Beyond Preparing for Crisis Management

>Via the Ethics Institute at Penn State College of the Liberal Arts

In 1977, Robert M. White, the head of the National Oceanic and Atmospheric Administration, wrote a report for the National Research Council a branch of the National Academy of Sciences that concluded that CO2 released during the burning of fossil fuel could have consequences for climate that pose a considerable threat to future society. (White, 1978)

A government report prepared a few years later in 1981 declared that "[t]he responsibility of the carbon-dioxide problem is ours - we should accept it and act in a way that recognizes our role as trustees for future generations." (Charney et al., 1979) This report also estimated that the amount of warming that would be experienced from a doubling of the pre-industrial levels of CO2 would be 3 degrees C, very close to the amount that the "Intergovernmental Panel on Climate Change" would predict almost 30 years later." (Charney et al., 1979)
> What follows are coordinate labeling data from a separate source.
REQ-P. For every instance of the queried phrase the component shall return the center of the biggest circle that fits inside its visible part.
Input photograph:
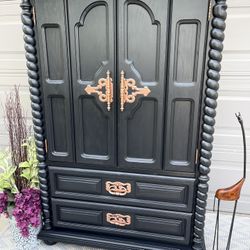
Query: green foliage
(7, 181)
(29, 167)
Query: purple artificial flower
(3, 202)
(27, 210)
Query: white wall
(234, 90)
(12, 60)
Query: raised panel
(187, 47)
(181, 131)
(141, 132)
(93, 19)
(91, 28)
(145, 61)
(187, 51)
(94, 131)
(54, 78)
(142, 53)
(53, 51)
(58, 125)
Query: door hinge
(34, 15)
(210, 10)
(196, 156)
(46, 146)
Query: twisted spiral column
(33, 79)
(212, 85)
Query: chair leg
(231, 227)
(216, 229)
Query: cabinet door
(91, 28)
(185, 81)
(142, 40)
(54, 77)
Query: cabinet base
(104, 241)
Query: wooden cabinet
(123, 96)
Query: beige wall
(234, 89)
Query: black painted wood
(151, 145)
(92, 42)
(159, 192)
(106, 241)
(185, 81)
(142, 40)
(55, 79)
(151, 224)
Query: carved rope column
(33, 77)
(212, 85)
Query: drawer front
(160, 192)
(159, 225)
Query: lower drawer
(143, 223)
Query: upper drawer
(161, 192)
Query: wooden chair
(230, 194)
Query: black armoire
(123, 97)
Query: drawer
(140, 190)
(127, 221)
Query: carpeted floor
(240, 239)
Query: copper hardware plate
(125, 96)
(107, 84)
(118, 219)
(118, 188)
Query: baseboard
(103, 241)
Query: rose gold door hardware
(107, 84)
(118, 188)
(118, 219)
(127, 85)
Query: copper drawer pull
(118, 188)
(118, 219)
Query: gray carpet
(240, 239)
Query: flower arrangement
(25, 203)
(19, 185)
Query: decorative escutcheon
(125, 96)
(118, 219)
(118, 188)
(105, 83)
For over thirty-five years, the US Academy of Sciences has warned the US about the enormous threats of climate change with each successive report making stronger claims that human caused climate change is a serious threat to civilization. If the United States can be accused of failing to live up to its ethical responsibilities to the rest of the world on climate change, one cannot blame the US Academy of Sciences for failing to ring alarm bells. US citizens cannot claim that their most prestigious scientific institutions have failed to take a position on the seriousness of climate change.
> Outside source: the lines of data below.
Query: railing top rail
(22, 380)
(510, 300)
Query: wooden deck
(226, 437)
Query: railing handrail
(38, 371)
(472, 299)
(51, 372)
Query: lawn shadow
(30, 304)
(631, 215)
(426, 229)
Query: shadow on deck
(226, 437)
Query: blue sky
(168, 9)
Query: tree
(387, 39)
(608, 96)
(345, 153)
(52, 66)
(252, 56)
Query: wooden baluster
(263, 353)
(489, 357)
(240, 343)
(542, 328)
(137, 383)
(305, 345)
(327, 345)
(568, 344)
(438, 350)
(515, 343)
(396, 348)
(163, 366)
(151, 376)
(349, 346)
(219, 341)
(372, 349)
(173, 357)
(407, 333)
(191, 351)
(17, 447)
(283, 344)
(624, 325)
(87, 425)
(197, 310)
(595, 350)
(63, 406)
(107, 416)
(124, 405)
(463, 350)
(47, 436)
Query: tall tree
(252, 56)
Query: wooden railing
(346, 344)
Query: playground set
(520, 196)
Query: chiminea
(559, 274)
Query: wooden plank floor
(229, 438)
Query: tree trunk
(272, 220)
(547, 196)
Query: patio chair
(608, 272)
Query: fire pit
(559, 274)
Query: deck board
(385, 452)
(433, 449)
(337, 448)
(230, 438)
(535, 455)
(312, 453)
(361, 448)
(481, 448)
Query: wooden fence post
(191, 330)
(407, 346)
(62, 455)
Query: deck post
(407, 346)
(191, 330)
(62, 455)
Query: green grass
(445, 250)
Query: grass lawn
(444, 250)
The failure of the United States to respond to climate change can be attributed in largest part to a well-financed, well-organized climate change disinformation campaign. As ClimateEthics has previously cited, see "A New Kind of Crime Against Humanity?: The Fossil Fuel Industry's Disinformation Campaign On Climate Change". (Donald Brown, 2010a)

ClimateEthics has also repeatedly argued that the failure of the United States to respond to its ethical duties for climate change may also be attributed to the almost complete failure in the United States of the media and even climate change policy advocates to acknowledge that climate change raises not only national interests but also duties, responsibilities, and obligations to others.

See, for example, "Are Ethical Arguments for Climate Change Action Weaker Than Self-Interest Based Arguments? Why Taking Ethical Arguments Off the Table Is Like A Soccer Team Unilaterally Taking The Goalie Out of the Net. (Brown, 2010b)
The Ethics and Climate site contains over 185 articles (as of 2017) including 13 videos on ethical issues raised by climate change. The site seeks to help policy makers and interested citizens understand the ethical dimensions of climate change issues in contention in policy debates.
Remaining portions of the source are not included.